Basically, a healthy oral environment is on in which everything is working together in harmony. That is, all teeth are present (except for wisdom teeth or teeth removed for orthodontic treatment), the alignment of the teeth is correct, the bone and gum around the teeth is healthy and strong and all is clean. If this is your fortunate condition, regular daily dental care with toothbrushing, flossing and toothpicking should keep you there. Coupled with a yearly visit to the dentist to verify that all is well and a once or twice a year cleaning done professionally by the hygienist should be all that is required.

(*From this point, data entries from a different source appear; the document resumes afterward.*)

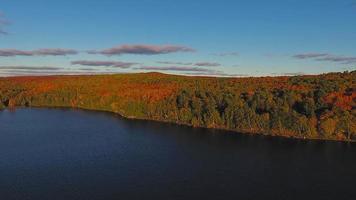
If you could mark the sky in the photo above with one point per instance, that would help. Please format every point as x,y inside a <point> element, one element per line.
<point>188,37</point>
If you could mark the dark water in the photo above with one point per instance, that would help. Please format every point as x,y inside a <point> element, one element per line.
<point>72,154</point>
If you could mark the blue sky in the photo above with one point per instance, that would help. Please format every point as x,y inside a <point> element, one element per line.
<point>196,37</point>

What if your lot is not so lucky! Here is where the mouth and teeth fool us. The first culprit to creep in is decay. Another is gum and bone weakening called periodontal disease. Both of these processes take a long time to have a harmful effect. Usually there is no feeling, discomfort or awareness that this is happening. IF YOU WAIT LONG ENOUGH FOR THE TEETH TO HURT, THE GUMS TO SWELL OR THE TEETH TO LOOSEN…YOU HAVE WAITED TOO LONG!!!! At this point, you now require involved treatment or the loss of one or many teeth. If teeth are removed (and not replaced), remaining teeth can move and drift up, down, forward or backwards. This results over time in loss of tooth-to-tooth fit, loss of chewing efficiency and loss of your smile. To emphasize and point out again, the problem is that decay of the teeth and problems in the gum and bone that support the teeth are slow-occurring and happen for a long time without any awareness of the problem. Detected early, these problems are solved easily, with as little as a filling and a cleaning required. Left too long, crowns, tooth removal, bridges, removable plates and accompanying periodontal surgery may be required. I always say, "If you don't want to see the dentist much, visit once a year, get checked and keep yourself in good dental health".

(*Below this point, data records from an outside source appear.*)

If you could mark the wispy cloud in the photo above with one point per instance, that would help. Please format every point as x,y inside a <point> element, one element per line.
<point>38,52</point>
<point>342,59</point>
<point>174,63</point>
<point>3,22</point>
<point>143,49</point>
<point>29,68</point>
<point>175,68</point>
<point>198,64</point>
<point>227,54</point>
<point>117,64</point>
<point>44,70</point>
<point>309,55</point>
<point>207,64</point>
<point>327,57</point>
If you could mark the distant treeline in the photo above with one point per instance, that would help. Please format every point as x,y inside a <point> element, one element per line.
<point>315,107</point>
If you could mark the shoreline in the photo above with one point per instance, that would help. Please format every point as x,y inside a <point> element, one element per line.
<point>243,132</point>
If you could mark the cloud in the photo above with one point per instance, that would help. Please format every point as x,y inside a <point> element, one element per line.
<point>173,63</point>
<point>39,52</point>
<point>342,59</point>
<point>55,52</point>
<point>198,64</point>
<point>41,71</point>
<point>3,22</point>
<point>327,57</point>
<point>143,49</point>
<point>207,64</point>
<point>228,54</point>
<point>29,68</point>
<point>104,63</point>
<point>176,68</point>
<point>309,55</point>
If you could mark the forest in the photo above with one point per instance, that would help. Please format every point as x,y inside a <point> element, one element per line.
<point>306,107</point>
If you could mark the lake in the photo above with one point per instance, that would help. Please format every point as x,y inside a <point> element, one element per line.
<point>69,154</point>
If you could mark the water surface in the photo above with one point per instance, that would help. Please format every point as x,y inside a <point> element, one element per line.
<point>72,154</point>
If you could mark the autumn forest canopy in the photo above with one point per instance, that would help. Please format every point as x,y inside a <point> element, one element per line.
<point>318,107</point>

What if all checks out? You do a good job of daily home care. You have healthy teeth, gums and bone. Are there any additional options of treatment or care for you? The answer is "Yes!". If alignment is incorrect or teeth are crowded and not visually appealing when you smile, you may be a candidate for braces. The dentist who specializes in this treatment is called an orthodontist. The general dentist may also be able to offer bonding ("coating") of teeth, filling in gaps between teeth, veneering ("porcelain fronts") or other cosmetic options. If teeth are discolored, you may be a candidate for bleaching. This is a process which actually changes the tooth color of the enamel on your natural teeth. You may want to change old silver ("dark") fillings to tooth colored fillings. If you grind your teeth at night and wake up with sore jaw muscles or tender joints, you may be a candidate for a night guard - a custom made plastic device you put in your mouth at night that allows the teeth to harmlessly slide over each other.

As a practicing general dentist and as a representative of the dental profession, I invite you to see the dentist. I challenge you to obtain and maintain good oral health. We would love to see you and help you understand where it is that you stand orally and discuss with you any options regarding your teeth you may be interested in.